Fique em pé e mantenha o equilíbrio

Caso a saída direta não seja viável, manter-se em pé é crucial. Quedas podem provocar efeito dominó e pisoteamento. Preserve estabilidade para evitar lesões.

Adote uma postura leve

Em vez de resistir ao fluxo, ajuste o corpo mantendo o mínimo de resistência. Ficar ereto é recomendado, porém sem confrontar o movimento da multidão.

Fuja de obstáculos

Barreiras, pilares e objetos baixos podem prender pessoas durante esmagamentos. Evite cercas, carrinhos de ambulantes e outros obstáculos que estejam no trajeto.

Proteja o tronco

Evite braços erguidos. Pressões na região torácica aumentam o risco de esmagamento e asfixia. Cruze os braços e proteja a região costal com as mãos.

Respire com cuidado

A maioria das mortes em multidões resulta de asfixia.

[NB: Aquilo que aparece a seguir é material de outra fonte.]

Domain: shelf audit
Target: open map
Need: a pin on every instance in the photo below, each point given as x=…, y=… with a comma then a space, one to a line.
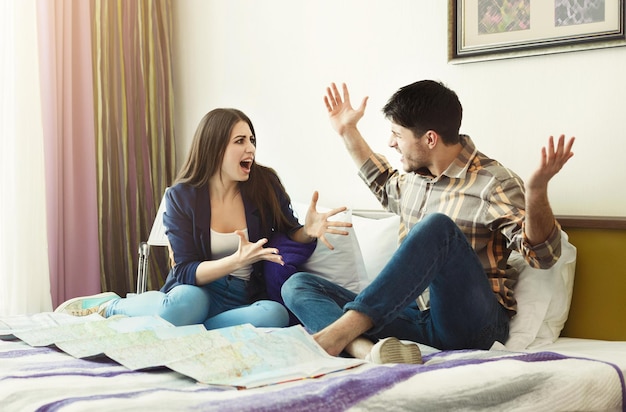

Conservem o fôlego: reduza gritos, mantenha o ritmo de respiração estável e procure respirar de forma controlada.

Evite debandadas repentinas

Chamadas como “arrastão” podem desencadear pânico coletivo. Avalie se há abrigo seguro disponível antes de fugir com a massa. O movimento consciente pode evitar traumas maiores.

Cuide de quem está ao redor

Ajuda mútua é fundamental para reduzir danos. Compartilhe informações sobre riscos, indique saídas seguras e proteja pessoas vulneráveis do grupo. A colaboração aumenta as chances de todos sobreviverem.